Another former ambassador speaking on condition of anonymity said :`` The current agitation will have a long term effect and could affect the present rigidity that has been the norm since the Islamic Revolution.’’
Revolt against Khamenei, the Supreme Leader, is rare as the clergy has run Iran with an iron fist since the Revolution of 1979 over threw the Shah of Iran. Yet as former US President Barak Obama reminded the world, there was a movement against the regime in 2009, centred around Iran’s presidential elections.
The demonstrations however were not against the Supreme leader but former president Mahmoud Ahmadinejad, accused by supporters of his rival Mir-Hossein Mousavi of having stolen the votes. Protesters carried placards asking ``Where is my Vote.’’

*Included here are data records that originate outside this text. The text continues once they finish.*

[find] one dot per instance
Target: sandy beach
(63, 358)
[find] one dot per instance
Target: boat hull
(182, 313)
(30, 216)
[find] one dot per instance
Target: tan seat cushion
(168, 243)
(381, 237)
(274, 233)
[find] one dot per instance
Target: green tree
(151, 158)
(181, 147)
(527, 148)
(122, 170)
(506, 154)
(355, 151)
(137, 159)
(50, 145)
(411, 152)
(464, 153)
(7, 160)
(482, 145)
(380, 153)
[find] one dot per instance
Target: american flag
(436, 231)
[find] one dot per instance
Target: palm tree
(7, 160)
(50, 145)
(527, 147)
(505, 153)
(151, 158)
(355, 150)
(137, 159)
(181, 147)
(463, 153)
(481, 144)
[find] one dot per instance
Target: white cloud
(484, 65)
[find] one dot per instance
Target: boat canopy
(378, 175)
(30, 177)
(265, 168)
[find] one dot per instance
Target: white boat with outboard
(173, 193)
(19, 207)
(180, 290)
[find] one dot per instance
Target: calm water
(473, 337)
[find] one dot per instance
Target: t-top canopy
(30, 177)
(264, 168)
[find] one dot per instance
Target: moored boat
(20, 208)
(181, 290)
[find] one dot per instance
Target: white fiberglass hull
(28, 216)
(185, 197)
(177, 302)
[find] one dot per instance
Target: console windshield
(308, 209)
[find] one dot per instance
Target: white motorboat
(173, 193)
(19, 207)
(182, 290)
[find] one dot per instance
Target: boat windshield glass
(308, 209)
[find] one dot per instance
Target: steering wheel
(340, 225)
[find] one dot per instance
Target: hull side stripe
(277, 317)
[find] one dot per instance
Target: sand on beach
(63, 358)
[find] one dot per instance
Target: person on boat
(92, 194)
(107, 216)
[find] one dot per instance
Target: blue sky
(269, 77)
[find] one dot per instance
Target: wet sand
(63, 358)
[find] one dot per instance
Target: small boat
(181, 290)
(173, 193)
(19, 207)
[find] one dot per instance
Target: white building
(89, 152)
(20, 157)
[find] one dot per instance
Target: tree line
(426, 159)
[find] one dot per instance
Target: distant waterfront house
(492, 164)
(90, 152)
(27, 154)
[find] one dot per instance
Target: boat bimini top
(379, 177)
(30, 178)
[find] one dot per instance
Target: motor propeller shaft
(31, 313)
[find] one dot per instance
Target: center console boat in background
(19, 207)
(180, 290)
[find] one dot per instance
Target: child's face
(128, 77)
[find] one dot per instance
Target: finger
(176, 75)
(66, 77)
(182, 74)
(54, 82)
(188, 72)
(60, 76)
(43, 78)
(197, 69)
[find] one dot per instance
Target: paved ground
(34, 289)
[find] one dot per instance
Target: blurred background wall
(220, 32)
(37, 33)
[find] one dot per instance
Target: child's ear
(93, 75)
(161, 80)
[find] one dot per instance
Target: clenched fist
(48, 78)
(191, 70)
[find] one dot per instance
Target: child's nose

Obama confessed that in retrospect he believed he made a mistake by not supporting what was called the green movement. The authorities crushed the protests and without any foreign help the agitation petered out.
While the 2009 protests were by supporters of a particular candidate the 2019 agitation were by ordinary citizens. When the government removed subsidies on petrol, people’s anger spilled on to the streets as decades of US sanctions had already made life unbearable for ordinary citizens. Gas stations were set ablaze and banks ransacked. That was the first show of defiance by the people and was swiftly curtailed.
But since the death of 22-year old Mahsa Amini, arrested by the religious police for not wearing her hijab in the way they approved, the situation changed dramatically.
Evin prison is in northern Tehran and houses several political prisoners, anti-government journalists and foreigners detained by the authorities. Considering that many of those detained in Evin were also anti-hijab protesters, it could be that prisoners were agitating in the jail known for abuse and torture of inmates.
The actual picture of Saturday’s fire will take time to emerge, though videos of smoke rising from the facility are all over social media. BBC quoted state media as saying that ``criminal elements’’ were responsible for the fire.
Saturday’s prison fire, will add one more dimension to the problems faced by the Iranian state.